In [None]:
import pandas as pd
import numpy as np
from sklearn.model_selection import train_test_split
import seaborn as sns
import matplotlib.pyplot as plt
from sklearn.preprocessing import LabelEncoder, StandardScaler
from sklearn.linear_model import LinearRegression

Check whether there are missing values `b.i`

In [None]:
df = pd.read_csv("loan_old.csv")
empty = df.isnull().sum().sum()
print("There are " + str(empty) + " empty values")

Records containing missing values are removed `c.i`

In [None]:
def preprocess_df(df):
    clean_df = df.drop(columns=["Loan_ID"]) # No need for id as well
    clean_df = clean_df.dropna()
    return clean_df

clean_df = preprocess_df(df)
display(clean_df)

Check the type of each feature, and the scale of numerical features (implies separating the features and the targets)
`b.ii`, `b.iii`, `c.ii`

In [None]:
features_df = clean_df.drop(columns=["Max_Loan_Amount", "Loan_Status"])
targets_df = clean_df[["Max_Loan_Amount", "Loan_Status"]]

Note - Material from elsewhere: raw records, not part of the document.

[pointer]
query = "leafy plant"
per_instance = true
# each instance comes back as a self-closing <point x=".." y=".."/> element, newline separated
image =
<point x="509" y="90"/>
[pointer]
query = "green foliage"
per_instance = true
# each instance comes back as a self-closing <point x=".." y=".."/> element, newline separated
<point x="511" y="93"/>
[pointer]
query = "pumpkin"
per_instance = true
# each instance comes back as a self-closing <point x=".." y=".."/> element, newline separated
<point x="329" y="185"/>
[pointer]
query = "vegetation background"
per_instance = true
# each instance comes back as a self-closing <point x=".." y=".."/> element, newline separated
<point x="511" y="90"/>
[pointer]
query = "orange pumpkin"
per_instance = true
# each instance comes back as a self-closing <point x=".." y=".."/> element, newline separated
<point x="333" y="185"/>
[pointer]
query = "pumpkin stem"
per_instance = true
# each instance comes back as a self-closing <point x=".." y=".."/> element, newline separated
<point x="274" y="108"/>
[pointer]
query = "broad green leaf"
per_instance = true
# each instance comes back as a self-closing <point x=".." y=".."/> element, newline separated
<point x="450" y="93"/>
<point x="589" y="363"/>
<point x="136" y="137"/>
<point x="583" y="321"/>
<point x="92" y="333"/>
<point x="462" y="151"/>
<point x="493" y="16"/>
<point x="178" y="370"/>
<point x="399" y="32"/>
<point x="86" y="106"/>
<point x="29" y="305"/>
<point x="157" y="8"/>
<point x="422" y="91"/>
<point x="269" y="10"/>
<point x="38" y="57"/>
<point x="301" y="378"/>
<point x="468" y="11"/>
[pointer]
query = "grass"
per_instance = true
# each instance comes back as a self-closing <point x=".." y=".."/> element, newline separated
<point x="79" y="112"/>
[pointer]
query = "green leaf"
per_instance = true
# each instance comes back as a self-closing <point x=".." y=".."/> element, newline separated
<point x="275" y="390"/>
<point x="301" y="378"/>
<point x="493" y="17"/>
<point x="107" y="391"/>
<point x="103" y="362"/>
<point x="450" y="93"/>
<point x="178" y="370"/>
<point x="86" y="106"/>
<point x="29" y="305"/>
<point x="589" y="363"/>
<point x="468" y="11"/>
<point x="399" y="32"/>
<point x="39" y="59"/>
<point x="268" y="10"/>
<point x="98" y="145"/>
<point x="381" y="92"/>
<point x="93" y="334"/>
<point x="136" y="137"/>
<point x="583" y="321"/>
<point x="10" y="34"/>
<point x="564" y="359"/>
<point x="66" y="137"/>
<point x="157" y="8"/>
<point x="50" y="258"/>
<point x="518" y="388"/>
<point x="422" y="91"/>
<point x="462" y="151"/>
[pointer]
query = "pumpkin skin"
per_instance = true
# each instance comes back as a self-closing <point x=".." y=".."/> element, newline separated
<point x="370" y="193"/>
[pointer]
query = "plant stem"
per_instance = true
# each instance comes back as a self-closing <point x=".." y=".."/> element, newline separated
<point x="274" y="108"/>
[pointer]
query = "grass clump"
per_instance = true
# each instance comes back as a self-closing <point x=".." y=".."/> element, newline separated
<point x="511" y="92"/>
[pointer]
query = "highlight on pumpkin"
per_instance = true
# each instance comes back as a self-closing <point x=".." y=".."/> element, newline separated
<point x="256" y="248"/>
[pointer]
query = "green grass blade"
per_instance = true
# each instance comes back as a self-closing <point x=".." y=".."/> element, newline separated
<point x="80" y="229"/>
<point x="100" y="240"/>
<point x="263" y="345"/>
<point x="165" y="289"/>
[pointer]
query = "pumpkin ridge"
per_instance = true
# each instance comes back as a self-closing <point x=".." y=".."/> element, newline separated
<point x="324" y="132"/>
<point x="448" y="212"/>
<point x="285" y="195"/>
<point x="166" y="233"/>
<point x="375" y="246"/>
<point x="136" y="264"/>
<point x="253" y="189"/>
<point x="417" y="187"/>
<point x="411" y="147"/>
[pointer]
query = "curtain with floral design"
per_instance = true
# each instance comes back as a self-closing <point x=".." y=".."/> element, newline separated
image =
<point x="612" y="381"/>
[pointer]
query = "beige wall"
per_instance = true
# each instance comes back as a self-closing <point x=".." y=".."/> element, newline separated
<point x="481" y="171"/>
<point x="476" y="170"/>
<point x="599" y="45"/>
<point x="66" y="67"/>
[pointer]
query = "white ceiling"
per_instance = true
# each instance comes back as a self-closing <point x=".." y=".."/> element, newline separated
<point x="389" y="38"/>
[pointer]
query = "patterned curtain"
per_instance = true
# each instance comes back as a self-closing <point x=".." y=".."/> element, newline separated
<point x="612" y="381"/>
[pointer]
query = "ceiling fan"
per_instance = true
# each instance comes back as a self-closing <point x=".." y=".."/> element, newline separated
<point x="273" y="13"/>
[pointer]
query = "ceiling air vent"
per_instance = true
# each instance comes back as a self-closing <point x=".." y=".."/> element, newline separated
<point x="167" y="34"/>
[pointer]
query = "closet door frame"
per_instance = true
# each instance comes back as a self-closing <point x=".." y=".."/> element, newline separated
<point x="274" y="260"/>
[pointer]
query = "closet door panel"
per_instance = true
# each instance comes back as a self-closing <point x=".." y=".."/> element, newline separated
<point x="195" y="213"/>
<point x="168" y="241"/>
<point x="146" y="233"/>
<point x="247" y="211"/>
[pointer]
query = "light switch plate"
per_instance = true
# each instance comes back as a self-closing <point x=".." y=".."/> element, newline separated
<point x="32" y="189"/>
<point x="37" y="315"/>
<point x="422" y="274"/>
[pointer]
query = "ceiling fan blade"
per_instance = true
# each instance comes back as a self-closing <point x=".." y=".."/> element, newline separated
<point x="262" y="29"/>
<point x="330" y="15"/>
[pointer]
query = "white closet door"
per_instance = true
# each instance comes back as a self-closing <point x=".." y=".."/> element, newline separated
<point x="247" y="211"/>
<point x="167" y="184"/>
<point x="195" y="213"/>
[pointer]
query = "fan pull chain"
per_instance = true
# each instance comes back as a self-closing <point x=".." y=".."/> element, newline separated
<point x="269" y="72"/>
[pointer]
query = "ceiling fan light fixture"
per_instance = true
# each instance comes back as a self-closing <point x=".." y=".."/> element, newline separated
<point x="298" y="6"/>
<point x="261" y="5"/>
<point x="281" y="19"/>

categorical_features_df = features_df.select_dtypes(include=["object"])
numerical_features_df = features_df.select_dtypes(exclude=["object"])

print("Categorical features:")
for col in categorical_features_df.columns:
    print(f"\t- {col}")
print("Numerical features:")
for col in numerical_features_df.columns:
    print(
        f"\t- {col} ({numerical_features_df[col].min()} - {numerical_features_df[col].max()})"
    )

Visualize a pairplot between numerical columns `b.iv`

In [None]:
sns.pairplot(clean_df.select_dtypes(exclude=["object"]))
plt.show()

The data is shuffled and split into training and testing sets `c.iii`

In [None]:
test_size = 0.2
train_size = 1 - test_size

(
    features_train,
    features_test,
    max_loan_train,
    max_loan_test,
    loan_status_train,
    loan_status_test,
) = train_test_split(
    features_df,
    targets_df["Max_Loan_Amount"],
    targets_df["Loan_Status"],
    test_size=test_size,
    train_size=train_size,
    random_state=30,
)

print("Features training set")
display(features_train)
print("Features testing set")
display(features_test)
print("Max loan (target) training")
display(pd.DataFrame(max_loan_train))
print("Max loan (target) testing")
display(pd.DataFrame(max_loan_test))
print("Loan status (target) training")
display(pd.DataFrame(loan_status_train))
print("Loan status (target) testing")
display(pd.DataFrame(loan_status_test))

Training data:
- Categorical features are encoded `c.iv`
- Numerical features are standardized `c.vi`
- Categorical targets are encoded `c.v`

In [None]:
label_encoders = {}
standard_scalers = {}
processed_features_train = pd.DataFrame()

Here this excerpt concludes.